The Ecstatic

Mos Def

Downtown Records – 2009
par Soul Brotha, le 18 juin 2009
2

Potentiellement, Mos Def est un des MCs les plus géniaux de sa génération. Son flow impressionnant, son charisme, son ressenti musical ont fait de lui une sorte de messie underground au début de sa carrière. Tout cela date d'il y a dix ans, et l'année 1999 reste dans les mémoires comme celle de Black On Both Sides, premier opus de ce rappeur de Brooklyn ayant donné des frissons à tout fan de hip hop qui se respecte.

Depuis, si l'acteur ne se débrouille pas mal, le rappeur Mos Def ne cesse de décevoir. The New Danger (2004), cette tentative de crossover rap/rock, est un album assez crispant, difforme (bien loin des Phrenology ou autres Electric Circus datant de la même époque) et Tru3 Magic (2006) restera dans les mémoires comme une mauvaise blague musicale et commerciale (la boîte en carton sans pochette vendue au prix d'un CD normal, c'était fort). The Ecstatic est donc fort attendu par une communauté hip hop désireuse de voir le Mighty Mos à la hauteur, enfin. Ce sera malheureusement peine perdue.

En effet, il est assez compliqué de déceler des qualités à cet album de rap sous prozac. Pourtant, sur le principe, on peut penser que Mos a voulu faire les choses correctement en s'entourant de Madlib, de son frère Oh No, de Chad Hugo (The Neptunes) ou, plus surprenant, de notre Mister Flash national. Pourtant, la plupart de ces beats n'ont rien de neuf: le crispant "Life In Marvelous Time" est une repompe d'un (tout aussi crispant) morceau de TTC et la plupart des beats de l'ex-Lootpack et de son frangin sont issus d'anciens projets divers et variés tels que Madvillainy 2, Oh No Experiment ou Beat Konducta In India. Bref, si c'était pour faire un disque de bootlegs, une street tape aurait suffit.

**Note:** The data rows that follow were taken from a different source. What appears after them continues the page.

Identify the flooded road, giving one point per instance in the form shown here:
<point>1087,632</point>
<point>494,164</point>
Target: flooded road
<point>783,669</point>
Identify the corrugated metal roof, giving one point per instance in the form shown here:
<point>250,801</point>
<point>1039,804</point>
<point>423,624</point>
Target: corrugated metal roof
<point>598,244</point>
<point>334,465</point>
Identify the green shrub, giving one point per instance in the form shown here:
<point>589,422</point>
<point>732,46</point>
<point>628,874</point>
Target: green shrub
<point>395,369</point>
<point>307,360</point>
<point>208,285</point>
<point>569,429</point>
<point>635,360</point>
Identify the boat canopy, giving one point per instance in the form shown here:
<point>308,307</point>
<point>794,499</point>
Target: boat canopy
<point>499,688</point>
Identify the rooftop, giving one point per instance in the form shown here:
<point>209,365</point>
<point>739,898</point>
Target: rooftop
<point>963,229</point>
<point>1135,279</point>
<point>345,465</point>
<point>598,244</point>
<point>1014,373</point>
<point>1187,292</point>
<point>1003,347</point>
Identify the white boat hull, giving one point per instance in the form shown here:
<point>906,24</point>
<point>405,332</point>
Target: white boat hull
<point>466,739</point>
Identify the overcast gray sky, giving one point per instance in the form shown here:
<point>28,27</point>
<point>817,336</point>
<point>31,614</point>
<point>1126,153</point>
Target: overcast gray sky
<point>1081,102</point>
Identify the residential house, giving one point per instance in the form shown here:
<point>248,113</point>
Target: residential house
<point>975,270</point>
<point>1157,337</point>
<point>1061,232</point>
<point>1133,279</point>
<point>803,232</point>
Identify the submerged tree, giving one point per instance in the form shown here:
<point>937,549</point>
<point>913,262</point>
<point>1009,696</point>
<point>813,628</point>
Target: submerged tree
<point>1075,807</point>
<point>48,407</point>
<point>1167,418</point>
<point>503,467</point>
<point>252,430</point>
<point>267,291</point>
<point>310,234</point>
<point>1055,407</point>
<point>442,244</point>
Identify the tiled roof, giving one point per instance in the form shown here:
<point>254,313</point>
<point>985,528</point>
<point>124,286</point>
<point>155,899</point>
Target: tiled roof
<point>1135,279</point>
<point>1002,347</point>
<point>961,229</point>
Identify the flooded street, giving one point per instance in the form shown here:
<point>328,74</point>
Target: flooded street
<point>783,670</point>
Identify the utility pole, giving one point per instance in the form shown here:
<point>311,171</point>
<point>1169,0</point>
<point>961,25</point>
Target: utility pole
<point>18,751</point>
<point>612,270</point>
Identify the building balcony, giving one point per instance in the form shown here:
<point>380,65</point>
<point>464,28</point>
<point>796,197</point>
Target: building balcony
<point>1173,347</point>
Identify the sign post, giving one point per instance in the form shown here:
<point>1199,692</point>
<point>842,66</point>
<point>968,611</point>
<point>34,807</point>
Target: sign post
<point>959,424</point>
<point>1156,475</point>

Concernant la partie musicale, il n'y a pas grand-chose d'autre à dire. La majorité des beats n'ont pas été pensés pour Mos Def et sont de toute façon très mal choisis. La ritournelle arabisante "Wahid" est ennuyeuse tout comme "No Hay Nada Más", posé tout en espagnol et qui apparaît comme un exercice de style convenu et raté sans oublier "Workers Comp." où Mos redevient ce chantonneur énervant.

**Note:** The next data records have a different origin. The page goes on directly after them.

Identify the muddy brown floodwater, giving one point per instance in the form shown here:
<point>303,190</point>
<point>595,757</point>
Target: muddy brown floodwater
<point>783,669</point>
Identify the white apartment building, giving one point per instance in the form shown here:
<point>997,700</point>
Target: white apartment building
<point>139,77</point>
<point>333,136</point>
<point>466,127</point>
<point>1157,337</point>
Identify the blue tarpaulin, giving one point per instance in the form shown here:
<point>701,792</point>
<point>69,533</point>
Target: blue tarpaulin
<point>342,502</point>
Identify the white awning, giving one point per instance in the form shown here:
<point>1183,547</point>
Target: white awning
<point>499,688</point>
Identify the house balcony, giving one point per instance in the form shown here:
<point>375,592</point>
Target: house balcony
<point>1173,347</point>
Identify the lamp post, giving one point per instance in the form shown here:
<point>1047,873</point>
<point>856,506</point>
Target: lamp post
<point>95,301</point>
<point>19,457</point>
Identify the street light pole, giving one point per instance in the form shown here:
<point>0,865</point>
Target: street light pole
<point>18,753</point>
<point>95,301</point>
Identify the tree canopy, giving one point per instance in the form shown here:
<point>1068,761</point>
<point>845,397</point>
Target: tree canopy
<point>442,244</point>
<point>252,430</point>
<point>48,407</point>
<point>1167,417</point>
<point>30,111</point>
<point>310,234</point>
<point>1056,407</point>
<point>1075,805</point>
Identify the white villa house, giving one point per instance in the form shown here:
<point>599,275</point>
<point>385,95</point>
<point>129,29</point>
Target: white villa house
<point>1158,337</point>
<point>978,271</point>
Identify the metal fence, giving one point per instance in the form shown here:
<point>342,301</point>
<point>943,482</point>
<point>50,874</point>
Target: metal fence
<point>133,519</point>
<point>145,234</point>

Dans le fond, le plus rageant dans cet album, c'est que l'on ressent un évident manque d'envie et d'implication de Mos Def. Son flow est mou, dénué de verve et d'enthousiasme. Les beats n'aidant pas à rehausser l'ensemble, on est forcé de bayer aux corneilles. Les rares moments vaguement intéressants sont ceux où le natif de Brooklyn tente un peu de se remuer, ça donne "Casa Bey" ou "Quiet Dog Bite Hard".

Ce manque d'implication, on le ressent surtout lorsqu'on écouté Black On Both Sides. Ce projet était une véritable mise à nu de Mos Def, il a participé à toutes les étapes de la conception: écriture, composition et même interprétation (la pochette, d'ailleurs, symbolise cette  personnalisation poussée). Ici, celui qui était un MC fougueux pose mollement sur des beats qui n'étaient même pas pour lui au départ et semble s'ennuyer à mourir, presque autant que nous. Où est passé le technicien de haute volée de "Speed Law", l'auteur clairvoyant de "Fear Not Of Man", le musicien sensible du déchirant "May-December"?

Cette chronique peut paraître sévère, elle l'est sûrement mais elle est à la mesure de la déception suscitée par la carrière de Dante Smith depuis dix ans. On ne peut s'empêcher de penser au "syndrome de Nas": monter au firmament lors du premier album et ne plus pouvoir l'assumer par la suite (même si l'ami Nasir a fini par retrouver la voie, avec le temps). The Ecstatic est un album indigne d'un artiste du calibre de Mos Def, une insulte à ses auditeurs. Il ferait probablement mieux de se consacrer à sa carrière d'acteur (ça commence à décoller pour lui à ce niveau) et de revenir au hip hop quand il en aura réellement envie. Ce sera peut-être sur l'éventuel Black Star 2 (suite de la collaboration magique avec Talib Kweli entamée il y a dix ans) annoncé depuis un moment, mais s'il se fait bouffer par son compère comme ici dans "History", ce n'est pas la peine. Quoi qu'il en soit, il faut vite oublier cet album, très vite.